As Arctic Melts, Polar and Grizzly Bears Mate
Source: Laura Höflinger, Spiegel Online International
The melting Arctic ice has brought polar bears and grizzly bears together and their hybrid offspring, known as "pizzlies," have been detected on Canadian islands. It is a trend that is happening with other species as well, and scientists are worried because it poses a risk to biodiversity.
The two students from the University of Alberta, flying across the Arctic ice in a helicopter, were startled by what they saw below: a white dot and a brown dot on the ice. The biologists soon realized it was a grizzly bear next to a polar bear. The sighting was on Victoria Island, 500 kilometers (313 miles) from the grizzlies' normal habitat on the Canadian mainland.
The polar bear also struck them as a little strange. It had a dark stripe on its back, its snout looked dirty, its head was noticeably larger than normal, and there was a hump behind its shoulders, which is normally found only on brown bears. The paws looked as if the animal were wearing socks. The students had discovered a strange hybrid that goes by various names: grolar bear, pizzly or Nanulak, a combination of the two Inuit words for the animals' parents: polar bear (Nanuk) and grizzly (Aklak).

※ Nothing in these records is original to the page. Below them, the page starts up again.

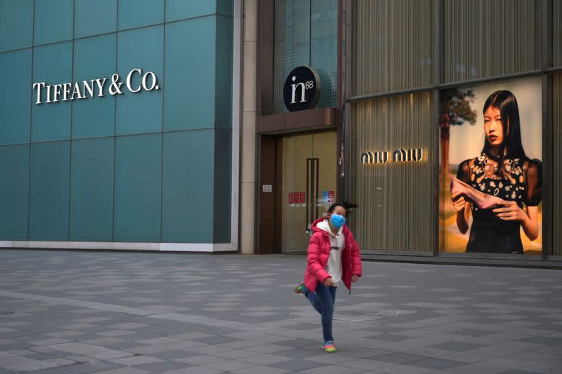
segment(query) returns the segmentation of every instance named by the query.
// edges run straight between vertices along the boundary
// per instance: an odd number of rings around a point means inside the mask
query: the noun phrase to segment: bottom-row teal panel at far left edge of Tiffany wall
[[[0,147],[0,238],[27,240],[30,145]]]

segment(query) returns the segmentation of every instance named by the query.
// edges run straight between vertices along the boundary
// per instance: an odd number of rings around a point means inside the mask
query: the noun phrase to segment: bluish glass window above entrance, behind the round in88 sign
[[[320,76],[317,107],[337,105],[336,0],[275,0],[273,110],[287,112],[283,84],[295,67],[312,67]]]

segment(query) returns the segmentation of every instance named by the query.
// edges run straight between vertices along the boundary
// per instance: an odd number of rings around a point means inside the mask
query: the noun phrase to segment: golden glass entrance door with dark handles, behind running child
[[[306,251],[310,227],[336,192],[336,132],[283,138],[282,251]]]

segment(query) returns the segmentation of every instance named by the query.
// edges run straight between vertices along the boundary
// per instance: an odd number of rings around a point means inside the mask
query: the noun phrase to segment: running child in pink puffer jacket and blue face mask
[[[348,209],[355,207],[350,203],[333,203],[327,217],[313,223],[304,281],[294,290],[305,295],[322,316],[322,349],[330,353],[336,352],[332,336],[336,288],[343,281],[351,293],[351,282],[362,274],[359,246],[344,225]]]

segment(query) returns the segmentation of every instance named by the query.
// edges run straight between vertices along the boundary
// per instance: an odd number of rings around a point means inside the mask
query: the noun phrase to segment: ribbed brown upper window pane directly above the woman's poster
[[[446,0],[444,7],[443,81],[540,69],[542,1]]]

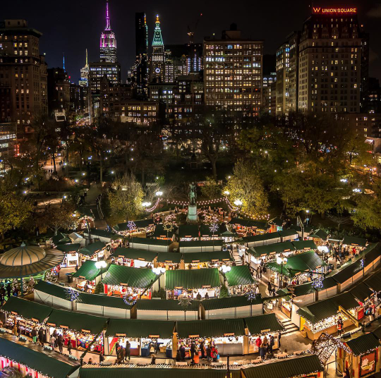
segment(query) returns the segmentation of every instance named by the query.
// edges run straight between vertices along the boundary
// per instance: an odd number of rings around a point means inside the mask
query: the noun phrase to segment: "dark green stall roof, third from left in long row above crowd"
[[[170,339],[174,336],[175,322],[166,320],[110,319],[106,336],[126,335],[127,337],[159,336]]]

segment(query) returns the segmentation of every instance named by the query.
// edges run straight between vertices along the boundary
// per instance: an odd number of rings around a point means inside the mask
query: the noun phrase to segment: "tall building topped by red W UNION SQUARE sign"
[[[367,51],[356,8],[313,7],[299,42],[298,109],[358,113]]]

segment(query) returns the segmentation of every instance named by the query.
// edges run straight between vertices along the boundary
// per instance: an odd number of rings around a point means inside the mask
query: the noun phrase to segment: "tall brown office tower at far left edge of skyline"
[[[18,133],[31,133],[34,116],[47,114],[47,64],[40,56],[42,33],[26,20],[0,25],[1,119],[16,122]]]

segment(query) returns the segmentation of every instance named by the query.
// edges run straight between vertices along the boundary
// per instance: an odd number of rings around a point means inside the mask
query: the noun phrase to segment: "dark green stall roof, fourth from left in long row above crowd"
[[[245,335],[243,319],[207,319],[176,322],[179,337],[222,337]]]

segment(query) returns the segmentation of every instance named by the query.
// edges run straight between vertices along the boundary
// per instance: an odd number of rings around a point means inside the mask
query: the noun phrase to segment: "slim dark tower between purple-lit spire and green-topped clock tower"
[[[145,13],[135,13],[136,61],[134,66],[137,97],[148,96],[148,26]]]

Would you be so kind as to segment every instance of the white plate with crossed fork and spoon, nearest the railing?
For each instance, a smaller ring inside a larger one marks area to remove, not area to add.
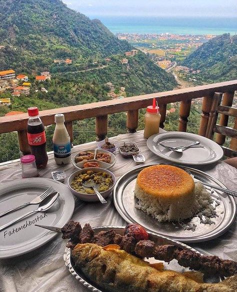
[[[195,141],[199,141],[203,148],[194,147],[177,153],[165,149],[159,145],[162,143],[169,147],[187,146]],[[214,141],[205,137],[184,133],[184,132],[168,132],[155,134],[147,139],[147,147],[161,158],[172,162],[190,165],[204,165],[218,161],[223,156],[222,148]]]

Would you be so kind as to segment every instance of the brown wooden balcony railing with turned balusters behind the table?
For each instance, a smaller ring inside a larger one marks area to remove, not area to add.
[[[136,131],[138,125],[138,110],[145,108],[152,103],[152,98],[156,98],[160,107],[160,127],[164,127],[166,116],[166,105],[173,102],[180,102],[179,108],[179,131],[186,131],[188,116],[190,113],[191,101],[196,98],[202,99],[202,114],[200,119],[200,127],[198,134],[206,136],[207,125],[210,117],[214,93],[222,93],[222,104],[218,106],[217,114],[220,113],[220,122],[218,126],[214,126],[213,131],[217,132],[216,142],[223,145],[225,135],[232,137],[231,148],[234,155],[237,153],[237,122],[235,116],[234,128],[229,130],[227,126],[229,113],[235,113],[232,108],[234,91],[237,90],[237,80],[191,87],[186,89],[178,89],[166,92],[146,94],[140,96],[128,97],[122,100],[102,101],[90,104],[77,106],[69,106],[52,110],[40,111],[39,115],[45,126],[54,123],[54,115],[63,113],[65,116],[65,125],[69,133],[71,142],[73,141],[72,122],[86,118],[95,117],[96,126],[95,133],[97,140],[102,140],[107,134],[107,115],[119,112],[127,112],[126,126],[129,133]],[[21,114],[15,116],[0,117],[0,134],[17,131],[19,148],[22,153],[28,153],[29,147],[26,138],[26,125],[28,115]],[[208,132],[210,130],[208,129]],[[229,154],[229,149],[224,149],[225,153]],[[232,154],[231,154],[232,155]]]

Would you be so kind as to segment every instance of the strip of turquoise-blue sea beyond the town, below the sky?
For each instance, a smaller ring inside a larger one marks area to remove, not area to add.
[[[236,18],[98,17],[113,33],[221,35],[237,33]]]

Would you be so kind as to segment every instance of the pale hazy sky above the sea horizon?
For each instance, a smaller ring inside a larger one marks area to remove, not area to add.
[[[62,0],[90,18],[104,16],[236,17],[237,0]]]

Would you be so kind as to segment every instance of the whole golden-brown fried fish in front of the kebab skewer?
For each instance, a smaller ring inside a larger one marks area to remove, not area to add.
[[[237,274],[217,284],[200,283],[188,273],[159,270],[119,248],[77,244],[71,258],[91,282],[108,292],[237,292]]]

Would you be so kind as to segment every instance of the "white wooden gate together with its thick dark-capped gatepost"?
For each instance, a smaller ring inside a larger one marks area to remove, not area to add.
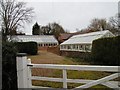
[[[59,69],[63,71],[63,78],[52,77],[38,77],[31,75],[32,68],[47,68],[47,69]],[[63,88],[67,89],[67,83],[84,83],[84,85],[74,88],[85,89],[98,84],[102,84],[109,88],[120,88],[118,81],[111,81],[119,77],[119,66],[91,66],[91,65],[56,65],[56,64],[32,64],[30,59],[27,59],[25,54],[18,54],[17,56],[17,76],[18,76],[18,88],[43,88],[39,86],[32,86],[32,80],[63,82]],[[114,72],[109,76],[103,77],[98,80],[84,80],[84,79],[68,79],[67,70],[78,71],[105,71]]]

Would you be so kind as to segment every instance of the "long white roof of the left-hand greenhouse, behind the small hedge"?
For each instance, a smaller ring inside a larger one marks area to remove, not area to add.
[[[58,43],[53,35],[14,35],[11,38],[17,42]]]

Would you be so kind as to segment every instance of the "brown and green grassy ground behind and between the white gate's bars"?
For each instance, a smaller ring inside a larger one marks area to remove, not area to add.
[[[35,56],[28,56],[32,59],[32,63],[43,63],[43,64],[72,64],[72,65],[89,65],[89,62],[80,60],[75,60],[74,58],[68,58],[68,57],[62,57],[58,56],[53,53],[41,51],[38,55]],[[49,76],[49,77],[56,77],[56,78],[62,78],[62,70],[52,70],[52,69],[33,69],[32,75],[37,76]],[[92,72],[92,71],[73,71],[68,70],[67,75],[69,79],[89,79],[89,80],[95,80],[102,78],[104,76],[109,75],[109,73],[106,72]],[[33,85],[36,86],[45,86],[45,87],[52,87],[52,88],[62,88],[62,83],[58,82],[48,82],[48,81],[38,81],[33,80]],[[75,83],[68,83],[68,88],[74,88],[77,86],[80,86],[82,84],[75,84]],[[102,85],[97,85],[92,88],[106,88]]]

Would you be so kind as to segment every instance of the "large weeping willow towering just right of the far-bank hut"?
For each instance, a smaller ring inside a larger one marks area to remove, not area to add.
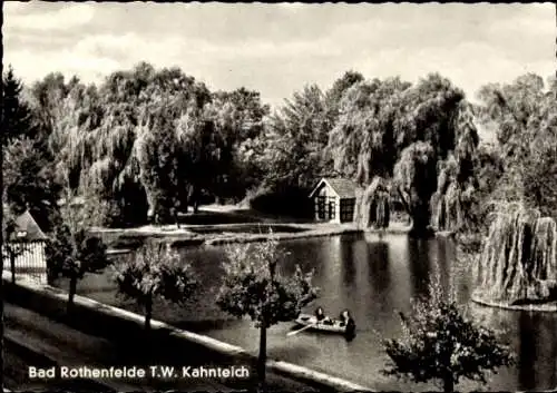
[[[399,196],[410,198],[403,202],[414,234],[426,234],[437,164],[451,151],[468,151],[465,102],[463,92],[439,75],[416,86],[399,78],[353,85],[330,137],[336,170],[364,188],[374,176],[394,178]]]

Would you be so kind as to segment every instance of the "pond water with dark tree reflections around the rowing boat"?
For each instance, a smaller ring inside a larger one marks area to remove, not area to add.
[[[486,390],[544,390],[557,385],[557,313],[529,313],[496,310],[469,303],[469,269],[455,263],[455,247],[448,239],[409,239],[387,235],[381,239],[363,235],[305,238],[282,242],[291,253],[282,266],[292,272],[295,264],[314,269],[321,296],[316,305],[336,316],[349,308],[358,325],[356,337],[303,332],[286,336],[291,323],[273,326],[268,332],[268,355],[378,390],[429,391],[432,384],[412,384],[381,374],[385,356],[383,337],[395,337],[401,326],[397,311],[407,312],[411,297],[424,295],[433,274],[439,272],[444,288],[455,289],[466,312],[485,326],[501,331],[501,338],[518,355],[517,365],[494,375]],[[214,304],[222,275],[221,246],[185,248],[184,259],[192,261],[203,283],[196,302],[189,305],[156,304],[156,318],[189,328],[214,338],[243,346],[254,354],[258,332],[250,321],[237,321],[223,314]],[[138,311],[129,301],[116,296],[109,274],[89,275],[79,283],[78,293],[91,298]],[[140,312],[140,311],[139,311]],[[473,383],[461,383],[458,390],[477,390]]]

Two days later, on April 25, they spotted another strange-looking animal, probably also a hybrid. They also saw two other grizzlies. One was so fat that they believed it was feeding on seals, as polar bears do. Brown bears occasionally stray far north. But it's unusual for them to stay there, and it's even more unusual to find them mating with polar bears.
There have been hybrids in zoos, but their existence in the wild had for a long time only been speculated about. It isn't as if polar bears and brown bears never came into contact with one another, but their encounters were usually of the aggressive kind. In 2006, an American hunter shot an unusual-looking polar bear on Nelson Head, a cape in Canada's Northwest Territories.
DNA analysis established that the animal was the first recorded pizzly found in the wild. Another bear was shot on Victoria Island in 2010. This time it was an even greater sensation, because the animal was the offspring of a hybrid bear, which meant that it was already a second-generation pizzly.